Que voulez-vous à cette heure ? Pourquoi mes chiens ne vous ont-ils
pas mise en pièce ?
— Dieu m’a gardée de leurs dents féroces,
répond-elle. C’est lui qui m’envoie vers vous.
— Dieu ? dit-il en la regardant avec
étonnement. En ce cas, entrez, ma Mère, je ne saurais aller contre Lui.
Et après avoir refermé la porte
derrière elle :
— Pourtant, il me faut remonter là-haut. Voulez-vous
me suivre ?
Sans répondre, l’abbesse emboîte le pas à son
guide et tous deux pénètrent bientôt dans une chambre éclairée par
d’innombrables bougies illuminant toute chose comme le plein soleil. Dans un
coin de cette chambre meublée richement, un lit est dressé tendu de soie et
d’or, au pied duquel se tient une femme éplorée, et, dans le lit, une pâle
figure d’enfant, les yeux grands ouverts sur cette féerie de lumière.
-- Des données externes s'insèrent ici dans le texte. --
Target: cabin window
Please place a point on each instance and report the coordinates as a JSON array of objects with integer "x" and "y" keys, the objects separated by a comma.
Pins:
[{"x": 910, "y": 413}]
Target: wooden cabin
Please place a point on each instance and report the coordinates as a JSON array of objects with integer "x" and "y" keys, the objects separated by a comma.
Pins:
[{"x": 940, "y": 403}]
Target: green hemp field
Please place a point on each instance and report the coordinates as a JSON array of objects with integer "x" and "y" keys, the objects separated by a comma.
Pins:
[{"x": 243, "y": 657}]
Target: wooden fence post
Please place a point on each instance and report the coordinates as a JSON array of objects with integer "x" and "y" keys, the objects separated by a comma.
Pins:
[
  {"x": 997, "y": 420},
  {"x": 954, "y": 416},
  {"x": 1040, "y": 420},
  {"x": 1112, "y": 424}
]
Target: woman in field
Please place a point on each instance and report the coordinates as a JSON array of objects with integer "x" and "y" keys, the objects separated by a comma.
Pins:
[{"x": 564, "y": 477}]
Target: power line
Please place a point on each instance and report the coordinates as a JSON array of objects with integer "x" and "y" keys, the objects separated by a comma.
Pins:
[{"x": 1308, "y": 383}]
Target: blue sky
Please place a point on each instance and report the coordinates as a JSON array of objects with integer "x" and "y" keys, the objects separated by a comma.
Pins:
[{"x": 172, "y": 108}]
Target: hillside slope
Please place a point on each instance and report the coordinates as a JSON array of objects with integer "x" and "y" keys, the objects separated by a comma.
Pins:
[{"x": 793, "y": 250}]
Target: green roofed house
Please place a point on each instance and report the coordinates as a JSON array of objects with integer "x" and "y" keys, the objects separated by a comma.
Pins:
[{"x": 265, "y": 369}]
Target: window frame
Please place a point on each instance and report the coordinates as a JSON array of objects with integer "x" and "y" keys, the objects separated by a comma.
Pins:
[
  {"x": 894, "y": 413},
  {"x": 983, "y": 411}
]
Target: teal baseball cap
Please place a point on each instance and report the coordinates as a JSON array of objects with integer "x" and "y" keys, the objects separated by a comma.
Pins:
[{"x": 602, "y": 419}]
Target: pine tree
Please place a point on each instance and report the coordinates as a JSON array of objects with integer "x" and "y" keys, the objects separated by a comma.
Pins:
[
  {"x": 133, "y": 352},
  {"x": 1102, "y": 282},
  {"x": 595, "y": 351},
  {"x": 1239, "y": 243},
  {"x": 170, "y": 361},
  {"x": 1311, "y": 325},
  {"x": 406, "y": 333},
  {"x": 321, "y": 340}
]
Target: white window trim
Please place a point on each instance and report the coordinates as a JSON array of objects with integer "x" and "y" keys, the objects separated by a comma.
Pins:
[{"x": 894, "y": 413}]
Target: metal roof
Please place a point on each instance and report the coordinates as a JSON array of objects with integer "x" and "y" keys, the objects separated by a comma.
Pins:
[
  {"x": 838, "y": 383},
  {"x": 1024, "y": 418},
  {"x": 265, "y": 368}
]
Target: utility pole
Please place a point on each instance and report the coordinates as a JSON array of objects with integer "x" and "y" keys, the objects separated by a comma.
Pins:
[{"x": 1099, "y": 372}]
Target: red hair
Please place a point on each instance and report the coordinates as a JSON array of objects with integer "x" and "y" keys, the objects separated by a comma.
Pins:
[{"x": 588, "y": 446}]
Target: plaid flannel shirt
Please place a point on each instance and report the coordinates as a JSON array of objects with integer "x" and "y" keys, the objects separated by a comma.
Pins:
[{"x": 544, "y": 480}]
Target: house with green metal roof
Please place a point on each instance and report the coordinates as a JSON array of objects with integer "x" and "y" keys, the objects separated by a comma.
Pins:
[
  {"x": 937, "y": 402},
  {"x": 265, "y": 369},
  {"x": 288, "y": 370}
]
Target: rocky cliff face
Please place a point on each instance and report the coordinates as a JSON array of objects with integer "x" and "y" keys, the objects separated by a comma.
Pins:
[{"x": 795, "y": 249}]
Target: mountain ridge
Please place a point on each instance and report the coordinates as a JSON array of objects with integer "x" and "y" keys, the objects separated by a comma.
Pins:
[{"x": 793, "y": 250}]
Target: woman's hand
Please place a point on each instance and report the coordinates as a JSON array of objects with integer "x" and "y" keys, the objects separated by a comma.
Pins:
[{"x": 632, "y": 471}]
À cette vue Walburge s’arrête.
— Notre fille, notre unique, va mourir, dit le père.
Mais la nuit l’épouvante, c’est pourquoi nous avons allumé tous ces
flambeaux.
— Dieu ne veut pas que cette enfant meure, dit
Walburge. Il a puissance sur la vie et sur la mort elle-même. Croyez-vous
cela ?
— Hélas ! dit la mère, les plus habiles
médecins sont venus et n’ont rien pu pour la guérir.
— Dieu est le seul véritable médecin, reprend
Walburge. Lui seul envoie la mort ou la vie, frappe ou guérit selon ses
desseins miséricordieux et impénétrables. Éteignez ces lumières !
Une telle autorité émane d’elle que les parents
n’osent s’opposer aux désirs de l’abbesse. Une à une les chandelles sont
éteintes. Il n’en reste qu’une seule et Walburge congédie le père et
la mère.
— Je passerai la nuit ici, poursuit-elle. Vous,
aidez-moi dans mes prières en mettant toute votre confiance en Dieu.
Qui connaîtra les échanges d’amour entre le Créateur
de l’Univers et son humble servante ?
À l’aube, l’enfant qui s’était assoupie sans
ressentir aucune frayeur, ouvre les yeux et sourit à Walburge. Et
celle-ci, toute pénétrée de l’admirable condescendance divine, rend leur fille
unique aux parents éperdus de reconnaissance.
— Je ne vous demande qu’une grâce, c’est de me
reconduire à Heidenheim, je n’en connais pas le chemin.
…
Mais Sainte WALBURGE connaissait mieux que quiconque le chemin qui mène
à Dieu, Notre-Seigneur Jésus-Christ.